Ritorno pop Il fenomeno si riflette anche nella cultura. La musica tradizionale irlandese sta vivendo una massiccia rinascita, anche tra le giovani generazioni, con concerti che fanno il tutto esaurito (The Independent). Il thriller poliziesco della Bbc in lingua gaelica An t-Eilean, ambientato in Scozia, ha registrato ascolti record, tanto che sono stati stanziati 1,8 milioni di sterline in più di budget per la seconda stagione (Scotman). Gli sport gaelici stanno guadagnando popolarità persino tra chi non ha radici irlandesi: la partecipazione è aumentata del 28% in quattro anni (Bbc).

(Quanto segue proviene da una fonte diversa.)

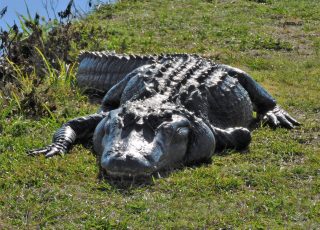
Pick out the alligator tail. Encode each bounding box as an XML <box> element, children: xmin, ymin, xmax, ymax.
<box><xmin>76</xmin><ymin>51</ymin><xmax>157</xmax><ymax>95</ymax></box>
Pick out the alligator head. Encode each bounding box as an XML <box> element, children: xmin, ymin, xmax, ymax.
<box><xmin>93</xmin><ymin>99</ymin><xmax>216</xmax><ymax>178</ymax></box>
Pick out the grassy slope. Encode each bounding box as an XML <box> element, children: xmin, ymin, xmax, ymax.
<box><xmin>1</xmin><ymin>0</ymin><xmax>319</xmax><ymax>228</ymax></box>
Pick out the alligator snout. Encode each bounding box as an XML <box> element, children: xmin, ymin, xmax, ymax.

Identità e appartenenza I social media e gli influencer hanno svolto un ruolo importante nella rinascita del gaelico, soprattutto tra i giovani (Dazed). L’aumento di interesse si registra anche tra adulti e pensionati, che tornano a studiare la lingua appresa a scuola ma mai usata (The Times). Tuttavia, il ritorno del gaelico non è solo una questione linguistica, è anche un modo per ridefinire identità e appartenenza. Il rilancio della lingua è un tema politicamente controverso, soprattutto in Irlanda del Nord e a Belfast, il polo centrale di questa rinascita, dove l’uso dell’irlandese negli spazi pubblici e nelle istituzioni è terreno di scontro (Irish Times).